Drug drop off boxes serve as ‘prevention tools’
For the past four years the Shelton Police department has had one of nearly 60 operating drug drop off boxes in Connecticut located within its headquarters.
Designed to prevent prescription drugs from getting into the wrong hands and consequently abused, the Shelton Police Department placed its box in the lobby of its headquarters which is open for public access 24 hours a day and seven days a week.
Shelton Police Officer John Giordano said he’s worked as the overseer for the drug drop off box in the department for the past four years and has seen a steady increase in the annual amount collected.
Giordano, who has been an officer for 28 years, explained that there are strict guidelines he has to follow while monitoring the drop off.
“We can’t look at the names or prescription type that they drop off or are getting rid of,” said Giordano.
Officer Giordano said every three weeks he pours all of the drugs that were collected into a box that it is sealed up and stored as evidence. At the end of each month, Giordano said he weighs the total amount collected and then brings the drugs to be burned in the Bridgeport incinerator.
“The purpose of us burning these drugs is to prevent people from flushing them down the toilet, giving them to someone else which is illegal or just having them get into the wrong hands,” said Giordano. “When they flush the drugs they run the risk of potentially contaminating a water source which can obviously be dangerous.”
The drop off box in Shelton is similar ones in neighboring towns such as Ansonia, Seymour, West Haven and New Haven. All of which specify that it is meant to collect only narcotics or prescription medication.
Giordano said the following items should not be deposited in the drug drop off box: needles, anything contaminated with blood, or inhalers. If Giordano notices that something prohibited has been placed in the drop off box, it’s carefully removed placed in a hazardous medical waste bin.
Despite the list of items to be deposited in the box written on its exterior, Giordano said people continue to drop off vitamins, but the police dispose of them anyways.
Getting drugs off the street?
As much as the Shelton Police would like to keep as much illegal drugs off the street as possible, Giordano said this drop off box hasn’t had an impact on the rates of drug arrests and it is actually a separate effort.
“This box hasn’t and isn’t designed to help keep drugs off the street. If it does that’s great but we haven’t seen the numbers change or decrease at all since it was created,” said Giordano. “It’s more so of a place where people who have family member that died, can drop their extra medication or any other situation where they want or need to get rid of extra medication.”
Director of the Valley Substance Action Council Pam Mautte said the concept of drop off boxes derived from a grant that helped organize “Medication Take Back days” throughout the state. These organized events would require people to come to a location and dispose of their unneeded medication face-to-face.

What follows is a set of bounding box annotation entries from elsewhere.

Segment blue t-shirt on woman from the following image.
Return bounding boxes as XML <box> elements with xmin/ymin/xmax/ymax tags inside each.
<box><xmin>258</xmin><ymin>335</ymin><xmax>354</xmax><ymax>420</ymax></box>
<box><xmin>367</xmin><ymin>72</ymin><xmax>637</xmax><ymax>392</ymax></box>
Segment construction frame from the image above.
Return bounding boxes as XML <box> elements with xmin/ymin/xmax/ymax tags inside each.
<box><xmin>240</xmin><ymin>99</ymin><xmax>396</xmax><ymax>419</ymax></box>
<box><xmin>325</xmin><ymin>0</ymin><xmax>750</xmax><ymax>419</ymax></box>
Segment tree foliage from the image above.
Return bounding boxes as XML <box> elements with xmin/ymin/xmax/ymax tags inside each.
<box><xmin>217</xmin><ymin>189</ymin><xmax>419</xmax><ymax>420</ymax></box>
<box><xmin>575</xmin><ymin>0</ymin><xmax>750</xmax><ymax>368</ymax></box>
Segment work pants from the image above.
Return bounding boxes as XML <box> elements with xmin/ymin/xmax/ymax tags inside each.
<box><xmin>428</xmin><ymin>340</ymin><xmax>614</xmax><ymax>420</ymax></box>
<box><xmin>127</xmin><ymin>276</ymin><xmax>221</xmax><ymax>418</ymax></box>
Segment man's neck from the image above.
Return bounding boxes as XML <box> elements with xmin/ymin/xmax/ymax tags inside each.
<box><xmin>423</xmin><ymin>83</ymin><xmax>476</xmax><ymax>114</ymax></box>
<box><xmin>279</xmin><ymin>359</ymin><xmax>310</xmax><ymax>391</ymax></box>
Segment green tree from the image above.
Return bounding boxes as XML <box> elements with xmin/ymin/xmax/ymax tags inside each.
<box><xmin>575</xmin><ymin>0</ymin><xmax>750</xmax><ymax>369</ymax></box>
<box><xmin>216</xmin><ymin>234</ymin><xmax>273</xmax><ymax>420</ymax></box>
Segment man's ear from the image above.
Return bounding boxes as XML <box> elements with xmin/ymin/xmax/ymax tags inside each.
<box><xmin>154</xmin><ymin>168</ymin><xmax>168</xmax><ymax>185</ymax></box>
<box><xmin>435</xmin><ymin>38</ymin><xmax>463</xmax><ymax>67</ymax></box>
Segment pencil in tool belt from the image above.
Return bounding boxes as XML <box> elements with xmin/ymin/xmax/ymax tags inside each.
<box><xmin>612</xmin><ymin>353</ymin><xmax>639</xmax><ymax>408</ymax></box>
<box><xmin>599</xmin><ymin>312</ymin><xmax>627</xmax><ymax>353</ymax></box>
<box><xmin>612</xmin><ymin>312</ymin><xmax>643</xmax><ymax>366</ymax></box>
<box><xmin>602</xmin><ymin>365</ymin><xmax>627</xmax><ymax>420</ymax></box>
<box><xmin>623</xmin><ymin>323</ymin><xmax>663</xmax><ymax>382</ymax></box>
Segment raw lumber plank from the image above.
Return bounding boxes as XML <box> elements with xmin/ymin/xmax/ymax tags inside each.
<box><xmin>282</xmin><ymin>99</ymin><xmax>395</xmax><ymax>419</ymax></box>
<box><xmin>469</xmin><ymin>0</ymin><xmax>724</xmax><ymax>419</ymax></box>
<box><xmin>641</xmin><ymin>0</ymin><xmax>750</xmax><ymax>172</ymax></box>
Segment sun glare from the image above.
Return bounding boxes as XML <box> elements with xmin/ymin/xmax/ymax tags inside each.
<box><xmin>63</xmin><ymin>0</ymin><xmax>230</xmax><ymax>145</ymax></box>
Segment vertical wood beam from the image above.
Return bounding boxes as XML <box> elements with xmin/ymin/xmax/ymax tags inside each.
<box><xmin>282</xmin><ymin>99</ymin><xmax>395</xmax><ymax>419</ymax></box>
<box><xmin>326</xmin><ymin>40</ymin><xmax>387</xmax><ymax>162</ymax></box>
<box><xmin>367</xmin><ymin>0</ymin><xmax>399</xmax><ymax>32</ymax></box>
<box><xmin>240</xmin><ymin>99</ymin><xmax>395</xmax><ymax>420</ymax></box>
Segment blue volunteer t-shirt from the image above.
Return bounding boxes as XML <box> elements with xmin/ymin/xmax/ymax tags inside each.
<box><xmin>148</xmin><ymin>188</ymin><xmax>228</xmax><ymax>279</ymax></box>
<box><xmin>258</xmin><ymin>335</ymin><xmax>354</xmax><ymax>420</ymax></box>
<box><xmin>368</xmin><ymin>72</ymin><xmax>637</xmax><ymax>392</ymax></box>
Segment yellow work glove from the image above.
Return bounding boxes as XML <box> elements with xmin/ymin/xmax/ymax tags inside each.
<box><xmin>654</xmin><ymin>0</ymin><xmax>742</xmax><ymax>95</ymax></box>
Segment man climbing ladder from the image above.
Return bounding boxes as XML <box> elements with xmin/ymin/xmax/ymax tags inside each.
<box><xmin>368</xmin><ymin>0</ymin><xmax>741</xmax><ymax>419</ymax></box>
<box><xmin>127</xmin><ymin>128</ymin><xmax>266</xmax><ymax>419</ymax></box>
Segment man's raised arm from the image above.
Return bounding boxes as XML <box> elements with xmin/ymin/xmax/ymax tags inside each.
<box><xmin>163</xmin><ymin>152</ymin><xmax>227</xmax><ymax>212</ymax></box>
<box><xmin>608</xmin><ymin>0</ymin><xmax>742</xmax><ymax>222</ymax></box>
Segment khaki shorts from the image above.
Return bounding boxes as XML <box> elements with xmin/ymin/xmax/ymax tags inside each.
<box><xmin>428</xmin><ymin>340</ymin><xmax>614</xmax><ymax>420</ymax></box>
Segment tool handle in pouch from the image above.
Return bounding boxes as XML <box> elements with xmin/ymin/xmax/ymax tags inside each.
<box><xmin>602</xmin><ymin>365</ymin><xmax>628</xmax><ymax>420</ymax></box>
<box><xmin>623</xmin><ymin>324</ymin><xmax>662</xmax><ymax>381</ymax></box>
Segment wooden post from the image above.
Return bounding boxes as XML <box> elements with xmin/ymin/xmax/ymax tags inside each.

Mautte said staff would literally have to count the number of pills dropped off per person, but since then the process has become much smoother.
Mautte said she’s hopeful that more towns will adopt the medication drop boxes in their communities.
“It really has served as a great prevention tool as we’ve seen more and more people abusing not only opioids, but other prescription drugs as well,” said Mautte. “
In 2015 there were 55 boxes located in Connecticut that collected a total of 23,541 pounds of medication. Each box is free to use by a member of any community.
Shelton’s drop off box collected a total of 315 pounds in 2015 and 350 pounds in 2016, according to Officer Giordano.